Egal ob der Strand in Thailand, die Wüste in Marokko oder die Stadt Tokio - alle Orte haben etwas gemeinsam: Sie sind Bestandteil bekannter Kinofilme, fungieren aber nicht als Hintergrundkulisse, sondern drücken den Filmen ihren Stempel auf. Durch ihre Schönheit, Exotik oder Widersprüchlichkeit werden sie neben der Handlung und den Darstellern zu einem zentralen Aspekt des Films.
Dabei zeigen die Regisseure zumeist gar nicht mal die touristischen Highlights, sondern ein unbekanntes Gesicht des Landes. Gerade das aber macht sowohl die Orte als auch die Filme so faszinierend.
Die Liebe zum Land
In vielen Fällen nutzen Regisseure ihre Filme dafür, ihrer Heimat ein Denkmal zu setzen, wie zum Beispiel der spanische Regisseur Pedro Almodovar.
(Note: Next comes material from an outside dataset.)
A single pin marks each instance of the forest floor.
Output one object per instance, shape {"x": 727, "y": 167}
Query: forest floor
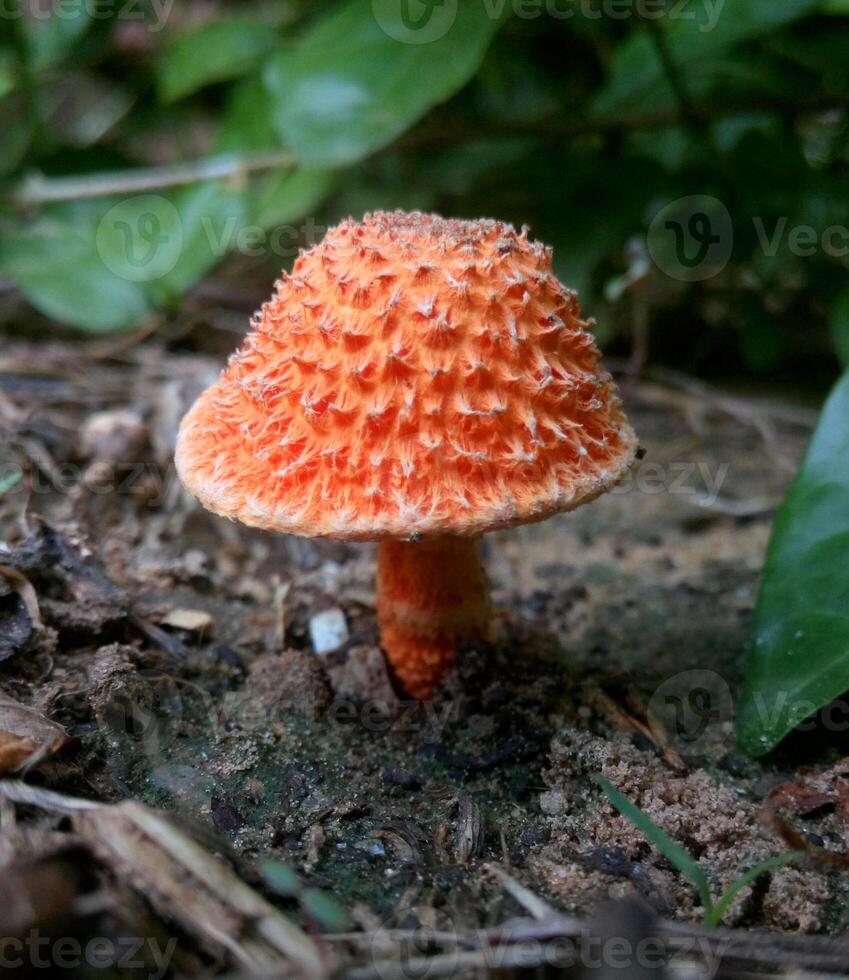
{"x": 152, "y": 652}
Er drehte mit seinem Film „Volver“ eine Liebeserklärung an seine Heimat, der Region von La Mancha im Herzen Spaniens.
Zum Film „Australia“ startete die australische Tourismusbehörde sogar eine teure Kampagne mit dem Titel „See the Movie, See the Country“, die den Tourismus in Australien ankurbeln sollte. Dafür wurde Regisseur Baz Luhrmann beauftragt, eine Serie von Werbespots zu drehen. Zwar waren die Hauptdarsteller des Films Nicole Kidman und Hugh Jackman nicht dabei, dafür aber Schauspieler Brandon Walters.